Question about expanding a function to first order

[hgandh]

If we have a function $f(x+\Delta x)$ where $\Delta x << x$, is it valid to approximate this as:
$$f(x + \Delta x) \approx f(x) + f'(x)\Delta x$$
even if $\Delta x$ is not necessarily small? If not, what is the valid expansion to first order?

 

[fresh_42]

If $\Delta x$ is big, then $f'(x)$ and $\dfrac{f(x+\Delta x)-f(x)}{\Delta x}$ can be very different, regardless how small $\Delta x$ versus $x$ is. E.g. $x$ could be positive and $\Delta x$ a large negative number, i.e. the function values can be quite different.

 

[hgandh]

If $\Delta x$ is big, then $f'(x)$ and $\dfrac{f(x+\Delta x)-f(x)}{\Delta x}$ can be very different, regardless how small $\Delta x$ versus $x$ is. E.g. $x$ could be positive and $\Delta x$ a large negative number, i.e. the function values can be quite different.

If I restrict it to positive values only, would this become valid then?

 

[PeroK]

If I restrict it to positive values only, would this become valid then?

No. To use a first order approximation, $\Delta x$ must be "small" in some sense.

You can try some examples, like $f(x)=x^2$.

 

[PeroK]

PS another perhaps even more illustrative example would be $\sin x$.

 

[WWGD]

Exceptions would be linear, constant functions where expansion would be valid everywhere.

 

[RPinPA]

If we have a function $f(x+\Delta x)$ where $\Delta x << x$, is it valid to approximate this as:
$$f(x + \Delta x) \approx f(x) + f'(x)\Delta x$$
even if $\Delta x$ is not necessarily small? If not, what is the valid expansion to first order?

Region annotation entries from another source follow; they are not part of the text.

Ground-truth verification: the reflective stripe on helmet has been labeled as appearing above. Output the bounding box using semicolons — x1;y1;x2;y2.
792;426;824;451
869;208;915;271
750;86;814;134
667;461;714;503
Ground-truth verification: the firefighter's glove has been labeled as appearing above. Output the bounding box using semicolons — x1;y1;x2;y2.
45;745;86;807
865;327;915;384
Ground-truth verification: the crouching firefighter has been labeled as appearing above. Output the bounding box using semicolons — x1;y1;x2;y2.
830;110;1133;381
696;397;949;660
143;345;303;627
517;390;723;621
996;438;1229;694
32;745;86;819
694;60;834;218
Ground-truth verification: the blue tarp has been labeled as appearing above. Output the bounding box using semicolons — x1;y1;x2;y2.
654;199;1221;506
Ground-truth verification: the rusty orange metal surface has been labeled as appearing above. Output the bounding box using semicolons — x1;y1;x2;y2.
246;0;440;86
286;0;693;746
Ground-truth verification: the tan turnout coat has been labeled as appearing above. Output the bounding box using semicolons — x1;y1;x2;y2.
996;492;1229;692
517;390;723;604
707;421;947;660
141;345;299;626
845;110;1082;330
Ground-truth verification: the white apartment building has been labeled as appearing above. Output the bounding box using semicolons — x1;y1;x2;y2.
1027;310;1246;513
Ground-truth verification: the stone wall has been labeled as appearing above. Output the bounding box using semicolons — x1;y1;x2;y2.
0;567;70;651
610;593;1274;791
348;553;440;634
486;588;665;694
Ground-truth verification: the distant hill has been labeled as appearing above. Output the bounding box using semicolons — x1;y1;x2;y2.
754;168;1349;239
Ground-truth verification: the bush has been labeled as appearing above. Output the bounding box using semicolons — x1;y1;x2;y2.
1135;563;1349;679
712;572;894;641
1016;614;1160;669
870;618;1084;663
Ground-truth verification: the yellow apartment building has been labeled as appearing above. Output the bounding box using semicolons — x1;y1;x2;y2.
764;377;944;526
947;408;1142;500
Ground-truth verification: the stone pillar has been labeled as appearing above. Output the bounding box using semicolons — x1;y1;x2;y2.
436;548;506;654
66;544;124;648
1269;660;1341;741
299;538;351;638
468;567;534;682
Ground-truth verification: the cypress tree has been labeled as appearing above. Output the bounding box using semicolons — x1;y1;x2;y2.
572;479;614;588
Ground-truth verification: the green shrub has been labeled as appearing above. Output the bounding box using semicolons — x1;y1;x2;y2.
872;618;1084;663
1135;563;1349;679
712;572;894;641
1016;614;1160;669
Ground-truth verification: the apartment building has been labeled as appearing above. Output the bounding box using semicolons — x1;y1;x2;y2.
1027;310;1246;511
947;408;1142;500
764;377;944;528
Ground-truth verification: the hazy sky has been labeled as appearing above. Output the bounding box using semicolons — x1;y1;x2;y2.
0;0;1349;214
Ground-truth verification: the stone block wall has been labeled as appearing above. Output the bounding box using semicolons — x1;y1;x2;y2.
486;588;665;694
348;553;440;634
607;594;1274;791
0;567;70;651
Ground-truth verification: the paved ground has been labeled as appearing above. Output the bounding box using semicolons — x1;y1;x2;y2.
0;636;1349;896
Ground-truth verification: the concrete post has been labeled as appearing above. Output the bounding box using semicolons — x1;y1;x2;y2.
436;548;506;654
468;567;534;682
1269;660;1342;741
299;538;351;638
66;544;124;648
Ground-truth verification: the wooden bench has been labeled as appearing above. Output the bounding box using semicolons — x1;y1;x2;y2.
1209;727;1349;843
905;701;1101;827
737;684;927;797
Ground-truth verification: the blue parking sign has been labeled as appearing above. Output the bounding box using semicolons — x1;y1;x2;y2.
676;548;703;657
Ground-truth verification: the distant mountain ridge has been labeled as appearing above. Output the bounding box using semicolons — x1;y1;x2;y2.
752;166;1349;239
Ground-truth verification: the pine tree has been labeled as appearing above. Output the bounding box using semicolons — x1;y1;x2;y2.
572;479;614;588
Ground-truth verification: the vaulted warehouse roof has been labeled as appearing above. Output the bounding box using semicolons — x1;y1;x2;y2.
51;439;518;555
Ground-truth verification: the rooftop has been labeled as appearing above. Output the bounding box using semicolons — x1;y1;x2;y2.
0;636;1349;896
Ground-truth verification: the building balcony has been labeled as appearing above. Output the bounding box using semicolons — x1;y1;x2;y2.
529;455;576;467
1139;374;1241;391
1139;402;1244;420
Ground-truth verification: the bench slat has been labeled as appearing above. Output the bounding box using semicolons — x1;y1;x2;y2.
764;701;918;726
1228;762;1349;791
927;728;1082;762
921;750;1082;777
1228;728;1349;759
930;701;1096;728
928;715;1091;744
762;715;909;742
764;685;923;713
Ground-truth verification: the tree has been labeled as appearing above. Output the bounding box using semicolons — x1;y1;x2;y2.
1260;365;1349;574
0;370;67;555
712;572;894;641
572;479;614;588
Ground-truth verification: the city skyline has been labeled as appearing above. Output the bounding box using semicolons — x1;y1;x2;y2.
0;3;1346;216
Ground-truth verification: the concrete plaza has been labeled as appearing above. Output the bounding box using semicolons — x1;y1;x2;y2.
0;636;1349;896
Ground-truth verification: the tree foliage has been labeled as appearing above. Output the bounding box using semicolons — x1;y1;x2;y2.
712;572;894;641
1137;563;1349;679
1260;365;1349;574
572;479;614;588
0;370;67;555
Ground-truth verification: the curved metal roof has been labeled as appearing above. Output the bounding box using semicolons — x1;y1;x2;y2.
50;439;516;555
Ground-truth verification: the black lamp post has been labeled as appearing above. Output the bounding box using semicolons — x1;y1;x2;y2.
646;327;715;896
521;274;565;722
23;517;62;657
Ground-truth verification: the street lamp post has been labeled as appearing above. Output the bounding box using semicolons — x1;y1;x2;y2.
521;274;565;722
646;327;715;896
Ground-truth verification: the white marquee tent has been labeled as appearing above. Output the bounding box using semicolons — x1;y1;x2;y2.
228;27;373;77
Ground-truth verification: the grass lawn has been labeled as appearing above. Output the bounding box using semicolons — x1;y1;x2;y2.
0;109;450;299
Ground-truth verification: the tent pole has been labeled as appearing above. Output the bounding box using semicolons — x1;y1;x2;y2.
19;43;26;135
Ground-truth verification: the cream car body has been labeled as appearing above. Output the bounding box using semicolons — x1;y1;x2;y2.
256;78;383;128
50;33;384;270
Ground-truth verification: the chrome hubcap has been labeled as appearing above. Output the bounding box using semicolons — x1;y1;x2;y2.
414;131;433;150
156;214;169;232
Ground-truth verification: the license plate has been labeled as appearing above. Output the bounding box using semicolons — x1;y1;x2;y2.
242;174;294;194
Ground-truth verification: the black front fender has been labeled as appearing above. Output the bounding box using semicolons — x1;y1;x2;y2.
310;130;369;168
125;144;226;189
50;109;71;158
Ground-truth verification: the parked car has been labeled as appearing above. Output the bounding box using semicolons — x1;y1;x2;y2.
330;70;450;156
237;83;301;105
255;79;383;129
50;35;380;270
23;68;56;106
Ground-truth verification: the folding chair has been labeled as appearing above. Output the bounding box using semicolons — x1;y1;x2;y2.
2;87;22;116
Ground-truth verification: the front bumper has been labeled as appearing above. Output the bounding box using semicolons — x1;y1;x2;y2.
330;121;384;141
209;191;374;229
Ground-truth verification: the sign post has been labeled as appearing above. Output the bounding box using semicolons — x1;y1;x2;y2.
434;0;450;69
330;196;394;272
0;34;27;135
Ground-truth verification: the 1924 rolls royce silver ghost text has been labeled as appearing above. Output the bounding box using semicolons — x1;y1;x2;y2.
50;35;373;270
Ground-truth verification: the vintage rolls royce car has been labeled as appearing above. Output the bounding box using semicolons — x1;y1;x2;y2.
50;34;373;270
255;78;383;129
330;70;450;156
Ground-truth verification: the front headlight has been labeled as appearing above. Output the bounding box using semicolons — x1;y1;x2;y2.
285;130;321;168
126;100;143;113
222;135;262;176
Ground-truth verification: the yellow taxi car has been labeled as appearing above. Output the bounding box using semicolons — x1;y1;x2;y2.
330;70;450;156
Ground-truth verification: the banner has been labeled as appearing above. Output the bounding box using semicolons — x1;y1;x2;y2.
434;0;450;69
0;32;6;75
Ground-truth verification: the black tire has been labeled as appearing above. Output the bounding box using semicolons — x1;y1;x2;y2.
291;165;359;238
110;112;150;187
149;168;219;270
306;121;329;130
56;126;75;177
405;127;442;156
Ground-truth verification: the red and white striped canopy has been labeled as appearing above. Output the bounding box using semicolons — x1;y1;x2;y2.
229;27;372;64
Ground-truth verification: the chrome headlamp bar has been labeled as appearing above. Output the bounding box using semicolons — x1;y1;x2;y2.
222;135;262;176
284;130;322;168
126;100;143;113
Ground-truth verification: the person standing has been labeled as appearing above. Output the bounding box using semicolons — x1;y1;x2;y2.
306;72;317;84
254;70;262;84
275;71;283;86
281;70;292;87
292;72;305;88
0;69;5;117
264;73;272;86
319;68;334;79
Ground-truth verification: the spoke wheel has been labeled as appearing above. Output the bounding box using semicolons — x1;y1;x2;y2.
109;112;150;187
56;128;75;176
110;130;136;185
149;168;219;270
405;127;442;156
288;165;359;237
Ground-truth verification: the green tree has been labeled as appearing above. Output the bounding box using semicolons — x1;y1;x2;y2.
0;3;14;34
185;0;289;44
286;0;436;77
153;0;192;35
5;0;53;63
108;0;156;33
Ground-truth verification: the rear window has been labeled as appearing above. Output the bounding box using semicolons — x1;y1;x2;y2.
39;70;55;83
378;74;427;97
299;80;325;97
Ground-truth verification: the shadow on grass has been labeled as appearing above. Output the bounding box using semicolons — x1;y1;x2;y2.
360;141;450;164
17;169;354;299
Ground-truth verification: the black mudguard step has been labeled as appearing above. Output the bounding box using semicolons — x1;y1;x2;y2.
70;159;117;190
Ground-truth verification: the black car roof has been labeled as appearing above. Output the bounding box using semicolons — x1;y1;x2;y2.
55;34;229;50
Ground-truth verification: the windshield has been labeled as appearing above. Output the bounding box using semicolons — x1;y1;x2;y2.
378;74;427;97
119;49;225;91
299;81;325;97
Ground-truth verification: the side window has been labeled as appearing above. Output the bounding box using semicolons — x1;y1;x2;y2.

You can answer this yourself. Draw a curve, any curve. That's $f(x)$. Draw the tangent line at any point $x_0$. That's the line $f(x_0) + f'(x_0) \Delta x$. How far is the line from the curve? Anywhere it's "close enough", whatever that means to you, is a place where the approximation is "good enough".

Intuitively you can see that if the curve bends rapidly away from the tangent line, then the error gets big quickly, whereas if the curve is relatively flat and stays close to the line, then the approximation is pretty good over a larger range.

Taylor's Theorem expresses that rigorously with the error term. If you stop at the first derivative, the amount of error depends on the second derivative, i.e. how fast the slope of the curve changes.

 

[WWGD]

You can answer this yourself. Draw a curve, any curve. That's $f(x)$. Draw the tangent line at any point $x_0$. That's the line $f(x_0) + f'(x_0) \Delta x$. How far is the line from the curve? Anywhere it's "close enough", whatever that means to you, is a place where the approximation is "good enough".

Intuitively you can see that if the curve bends rapidly away from the tangent line, then the error gets big quickly, whereas if the curve is relatively flat and stays close to the line, then the approximation is pretty good over a larger range.

Taylor's Theorem expresses that rigorously with the error term. If you stop at the first derivative, the amount of error depends on the second derivative, i.e. how fast the slope of the curve changes.

Interesting. This gives a formal proof that a linear function gives a perfect approximation, since f"(x)==0 for f(x)=mx+b.